LAWS(MAD)-2000-6-19

RAMAKRISHNA STEEL INDUSTRIES LTD Vs. UNION OF INDIA

Decided On June 08, 2000
RAMAKRISHNA STEEL INDUSTRIES LTD., KARAMADAI Appellant
V/S
UNION OF INDIA Respondents

JUDGEMENT

(1.) This appeal is directed against the order of the Railway Claims Tribunal at Madras in O.A.I. No. 1643 of 1990. The claimant is the appellant in the above appeal.

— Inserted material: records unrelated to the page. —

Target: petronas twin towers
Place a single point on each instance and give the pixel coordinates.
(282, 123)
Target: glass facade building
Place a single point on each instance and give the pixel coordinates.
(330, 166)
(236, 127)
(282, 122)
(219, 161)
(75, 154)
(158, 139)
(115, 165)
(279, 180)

(2.) The appellant being a consignee/purchaser of one wagon load of Bentonite powder from the supplier M/s. Ashapura Minechem Private Limited, Bhavanagar sent from Bhuj (Western Railway) to be sent to Karamadai (Southern Railway) on 9-5-1987 under an invoice in Wagon No. 33255. According to the claimant, since the goods did not arrive even after a lapse of more than 3 months, they were sending letters to the Railway Administration on 27-8-1987 and thereafter also. It was only on 4-11-1987, they were informed that only a part of the goods had arrived through a different wagon at Karamadai and claimant could not take delivery of even part of the load of bentonite powder as the entire consignment was totally in a damaged condition and that therefore on the same day, the claimant preferred a claim for compensation before the Railway Administration. But the Claims Officer, without properly appreciating the reasons for not taking delivery and also without considering the other factors resulting in the total damage of goods, had rejected the claim. The claimant again sent a letter on 27-1-1988 fully explaining the circumstances, but the Claims Officer merely persisted in blaming the applicant. A reply was sent by the claimant on 18-2-1988 and more than six months after the arrival of the goods, the claimant received a communication dated 22-8-1988 from the Chief Goods Superintendent purported to be a notice under Sections 55 and 56 of the Indian Railways Act, 1890 (hereinafter referred to as "The Act"). The said notice was illegal and a reply was sent by the claimant on 5-9-1988. Subsequently after exchange of further correspondence, from the letter of the Chief Claims Officer, Madras dated 10-5-1989, it appeared that he was prepared to reconsider the claim, but without settling the claim, the claimant was directed to pay the alleged dues towards demurrage. The said demand was illegal. The claimant further contendd that the Railways was liable to pay Rs. 13,617.69 towards compensation for damage, deterioration and non delivery of goods with future interest at 6% per annum. The loss and damage had been occasioned only as a result of the negligence on the part of the Railway Administration.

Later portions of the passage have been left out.